Accordingly, tomorrow, the new Bishop of Rome, Pope Francis will formally "take possession" of his cathedral church. Actually, as Bishop Luca Brandolini, Vicar Capitular of the Lateran Basilica, pointed out in a recent interview, tomorrow’s celebration is really not so much about "taking possession" but is rather better (and more traditionally) understood in terms of the ancient rite of "enthronement on the Roman Chair." The Bishop’s Chair (cathedra) is the sign of a Bishop’s teaching office and ministry as pastor of a particular church and is what specifies a cathedral as opposed to any other church (e.g., your ordinary parish church). Accordingly, the Cathedral Chair of Rome represents the Bishop of Rome’s teaching office and ministry as pastor – first of all, of course, in Rome itself, but also (as a consequence of the unique relationship between Rome and the Apostle Peter and the Bishop of Rome’s role as Successor of Peter) the Pope's unique and necessary teaching office and ministry as universal pastor for the whole Church. As Bishop Brandolini noted, tomorrow’s celebration “spotlights the exquisitely ecclesiological root, placed by the providence of God, in the Church of Rome, from which springs, in fact, the Petrine ministry.” In short, it expresses ritually the unity of the Church across time and space through the Bishop of Rome's unique connection with Saint Peter and the communion of all the local Churches with each other through their common connection with the Church of Rome.

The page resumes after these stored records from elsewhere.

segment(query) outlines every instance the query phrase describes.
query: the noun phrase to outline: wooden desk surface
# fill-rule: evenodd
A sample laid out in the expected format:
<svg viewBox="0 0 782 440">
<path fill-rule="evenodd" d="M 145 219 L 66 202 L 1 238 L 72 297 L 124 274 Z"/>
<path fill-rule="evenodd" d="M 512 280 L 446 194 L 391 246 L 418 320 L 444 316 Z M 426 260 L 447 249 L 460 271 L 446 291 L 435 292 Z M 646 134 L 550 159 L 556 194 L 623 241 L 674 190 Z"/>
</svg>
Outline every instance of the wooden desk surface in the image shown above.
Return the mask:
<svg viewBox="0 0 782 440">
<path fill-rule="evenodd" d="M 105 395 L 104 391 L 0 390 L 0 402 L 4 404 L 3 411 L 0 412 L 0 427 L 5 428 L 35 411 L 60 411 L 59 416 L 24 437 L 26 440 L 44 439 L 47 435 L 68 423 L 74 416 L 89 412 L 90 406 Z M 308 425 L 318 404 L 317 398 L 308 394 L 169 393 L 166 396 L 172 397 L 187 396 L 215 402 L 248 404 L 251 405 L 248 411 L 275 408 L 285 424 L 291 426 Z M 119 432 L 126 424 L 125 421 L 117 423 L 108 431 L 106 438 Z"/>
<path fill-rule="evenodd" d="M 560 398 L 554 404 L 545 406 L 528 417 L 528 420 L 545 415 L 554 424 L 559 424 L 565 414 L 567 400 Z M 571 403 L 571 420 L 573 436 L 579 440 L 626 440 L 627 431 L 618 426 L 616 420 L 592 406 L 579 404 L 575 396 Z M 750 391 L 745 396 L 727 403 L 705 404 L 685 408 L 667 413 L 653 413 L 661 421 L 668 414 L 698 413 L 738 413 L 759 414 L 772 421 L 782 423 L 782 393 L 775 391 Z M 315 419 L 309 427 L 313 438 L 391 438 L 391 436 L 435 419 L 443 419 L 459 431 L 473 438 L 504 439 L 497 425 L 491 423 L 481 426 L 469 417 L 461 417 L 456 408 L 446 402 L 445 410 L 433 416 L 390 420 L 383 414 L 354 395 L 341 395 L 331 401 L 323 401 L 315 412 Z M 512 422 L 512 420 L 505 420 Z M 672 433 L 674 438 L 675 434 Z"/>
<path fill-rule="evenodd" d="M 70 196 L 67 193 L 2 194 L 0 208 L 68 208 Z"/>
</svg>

Across the piazza from the Lateran is a modern statue of St. Francis of Assisi and his companions, representing their joy as they caught sight of that venerable church - the same church which Pope Innocent III in his dream supposedly saw Francis holding up to prevent its collapse - another obvious symbolic identification of the Church of Rome with the Universal Church.
The Lateran ceremony will be shown on TV tomorrow at 6:30 p.m. EDT.